Hassan flinched. Was she determined to twist the knife, to make this even more painful than it already was? And could he really blame her, if that was the case, for surely he deserved everything she chose to heap upon his head?
‘I can’t see any alternative.’ His voice was harsh. ‘Surely you can’t wait to get away from a man who forced you to come here even though you wanted to stay in London. A man who doesn’t have a heart, nor any compassion. Because I now have looked at myself through your eyes, Ella, and I do not like what I see.’
‘What on earth are you talking about
?’ she whispered.
He shook his head as the memory swam into his mind, like dark, distorting smoke. ‘That portrait!’ he grated. ‘I have just been into the studio and seen the man that you have painted. A ravaged man—’
‘Hassan—’
‘Isn’t there some novel where the man agrees a trade-off with the devil for eternal youth?’ he demanded. ‘And meanwhile there’s a portrait in the attic which shows the growing darkness inside him?’
‘It’s called The Picture of Dorian Gray,’ she said automatically.
‘Well, the darkness is right there on that canvas you’ve done of me, only I haven’t even had the eternal youth in exchange,’ he said bitterly, until he realised that wasn’t quite true. Because in a way, every man who ever had a child was given the gift of eternal youth. Only he would never see the daily miracle of his daughter’s developing life. He would be resigned to meeting her on high days and holidays, their precious time eaten into by the initial adjustment of having to reacquaint themselves every time they met. He would grow older never really knowing his child, and he would have no one to blame but himself.
Ella stared at him. ‘What are you trying to say, Hassan?’
He knew that he had to tell her. Everything. Every damned thing. She had to know the terrible lengths to which he had been prepared to go—and that would be the end of their marriage, once and for all.
‘Do you want to know the real reason why I was so insistent you came out to Kashamak when I discovered you were pregnant?’ he demanded.
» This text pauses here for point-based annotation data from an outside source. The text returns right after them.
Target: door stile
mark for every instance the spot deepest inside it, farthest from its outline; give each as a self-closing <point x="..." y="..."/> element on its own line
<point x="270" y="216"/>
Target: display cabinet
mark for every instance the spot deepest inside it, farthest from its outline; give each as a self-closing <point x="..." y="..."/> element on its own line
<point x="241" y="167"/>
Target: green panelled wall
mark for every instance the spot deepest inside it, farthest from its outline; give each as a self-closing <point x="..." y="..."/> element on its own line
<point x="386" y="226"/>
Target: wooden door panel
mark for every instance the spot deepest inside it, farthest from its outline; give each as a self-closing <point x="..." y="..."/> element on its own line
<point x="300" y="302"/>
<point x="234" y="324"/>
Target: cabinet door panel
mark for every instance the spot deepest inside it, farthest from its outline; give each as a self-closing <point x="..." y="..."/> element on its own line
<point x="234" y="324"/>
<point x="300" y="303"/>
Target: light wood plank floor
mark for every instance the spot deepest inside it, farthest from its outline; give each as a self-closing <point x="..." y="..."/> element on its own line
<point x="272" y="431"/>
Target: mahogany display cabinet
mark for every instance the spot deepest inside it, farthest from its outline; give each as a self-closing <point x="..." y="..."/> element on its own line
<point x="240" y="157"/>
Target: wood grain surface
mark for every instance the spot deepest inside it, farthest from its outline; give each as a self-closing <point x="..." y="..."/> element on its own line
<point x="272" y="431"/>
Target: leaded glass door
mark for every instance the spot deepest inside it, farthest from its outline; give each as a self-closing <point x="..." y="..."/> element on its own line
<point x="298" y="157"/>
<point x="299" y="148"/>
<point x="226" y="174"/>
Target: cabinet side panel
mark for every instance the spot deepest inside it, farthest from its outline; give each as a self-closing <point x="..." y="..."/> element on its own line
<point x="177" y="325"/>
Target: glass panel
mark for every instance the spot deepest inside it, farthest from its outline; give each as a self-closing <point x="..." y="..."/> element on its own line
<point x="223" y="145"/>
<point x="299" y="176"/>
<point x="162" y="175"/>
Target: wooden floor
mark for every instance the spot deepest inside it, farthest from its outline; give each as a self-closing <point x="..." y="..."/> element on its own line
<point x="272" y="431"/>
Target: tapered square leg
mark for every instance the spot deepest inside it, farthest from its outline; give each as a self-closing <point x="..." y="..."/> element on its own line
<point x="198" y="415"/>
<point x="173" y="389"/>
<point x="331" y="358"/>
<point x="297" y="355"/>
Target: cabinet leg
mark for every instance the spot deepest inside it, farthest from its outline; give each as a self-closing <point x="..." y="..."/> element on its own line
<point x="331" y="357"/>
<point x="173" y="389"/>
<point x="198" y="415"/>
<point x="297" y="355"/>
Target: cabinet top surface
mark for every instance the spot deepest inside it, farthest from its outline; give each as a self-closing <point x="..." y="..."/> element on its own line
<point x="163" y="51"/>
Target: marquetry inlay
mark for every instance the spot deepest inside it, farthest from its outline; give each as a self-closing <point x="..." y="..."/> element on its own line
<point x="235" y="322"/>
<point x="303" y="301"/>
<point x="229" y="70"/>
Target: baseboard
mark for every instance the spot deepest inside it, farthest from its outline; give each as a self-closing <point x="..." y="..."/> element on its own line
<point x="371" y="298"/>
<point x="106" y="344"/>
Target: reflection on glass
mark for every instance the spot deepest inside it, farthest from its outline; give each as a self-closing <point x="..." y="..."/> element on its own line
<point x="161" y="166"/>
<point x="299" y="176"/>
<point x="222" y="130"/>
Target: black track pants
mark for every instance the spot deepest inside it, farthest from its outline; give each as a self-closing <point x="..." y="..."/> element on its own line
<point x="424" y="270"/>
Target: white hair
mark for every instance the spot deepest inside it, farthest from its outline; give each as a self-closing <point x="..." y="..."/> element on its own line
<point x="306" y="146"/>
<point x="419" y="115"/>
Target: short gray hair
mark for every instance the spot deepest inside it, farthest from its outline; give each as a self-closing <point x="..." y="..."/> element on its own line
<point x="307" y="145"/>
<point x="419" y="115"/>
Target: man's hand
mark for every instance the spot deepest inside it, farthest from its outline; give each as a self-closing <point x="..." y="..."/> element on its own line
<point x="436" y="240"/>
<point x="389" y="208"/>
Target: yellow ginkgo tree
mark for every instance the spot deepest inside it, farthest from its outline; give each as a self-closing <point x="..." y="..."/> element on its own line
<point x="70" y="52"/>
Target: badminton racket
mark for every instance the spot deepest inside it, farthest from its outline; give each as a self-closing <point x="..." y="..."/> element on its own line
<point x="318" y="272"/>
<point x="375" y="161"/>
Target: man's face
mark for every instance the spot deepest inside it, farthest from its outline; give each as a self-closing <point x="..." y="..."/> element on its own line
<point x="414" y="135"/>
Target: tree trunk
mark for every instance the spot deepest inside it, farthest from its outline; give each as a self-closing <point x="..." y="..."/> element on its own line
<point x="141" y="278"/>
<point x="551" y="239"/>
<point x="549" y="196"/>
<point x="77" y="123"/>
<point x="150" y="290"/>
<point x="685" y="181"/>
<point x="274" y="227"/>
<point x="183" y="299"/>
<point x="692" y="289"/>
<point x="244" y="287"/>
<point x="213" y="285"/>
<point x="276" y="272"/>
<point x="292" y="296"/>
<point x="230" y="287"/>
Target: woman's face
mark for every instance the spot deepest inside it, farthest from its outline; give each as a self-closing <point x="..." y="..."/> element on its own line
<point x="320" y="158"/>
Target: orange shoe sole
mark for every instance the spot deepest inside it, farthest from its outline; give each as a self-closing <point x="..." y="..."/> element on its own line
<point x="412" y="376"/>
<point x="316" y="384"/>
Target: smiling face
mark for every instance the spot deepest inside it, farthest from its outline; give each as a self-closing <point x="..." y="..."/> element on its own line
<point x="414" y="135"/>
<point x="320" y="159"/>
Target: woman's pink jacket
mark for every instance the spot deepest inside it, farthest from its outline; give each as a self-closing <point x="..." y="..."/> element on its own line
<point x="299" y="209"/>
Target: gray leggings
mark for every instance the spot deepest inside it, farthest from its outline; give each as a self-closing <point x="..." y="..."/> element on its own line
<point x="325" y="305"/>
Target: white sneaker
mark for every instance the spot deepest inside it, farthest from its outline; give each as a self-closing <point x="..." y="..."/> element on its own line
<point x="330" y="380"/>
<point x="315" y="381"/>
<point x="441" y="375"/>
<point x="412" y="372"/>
She remembered the way he had expressed it at the time—as concern for her morning sickness and the need for someone to look after her. But she hadn’t been naive enough to think they were the real reasons. ‘It was about control, wasn’t it? About making sure that I conducted the pregnancy in a way you approved of.’
‘Yes, it was. But deep down, it was even more manipulative than that,’ he said quietly. ‘I thought you’d have trouble adjusting, you see. That motherhood would cramp your style.’
‘Cramp my style?’ she repeated blankly.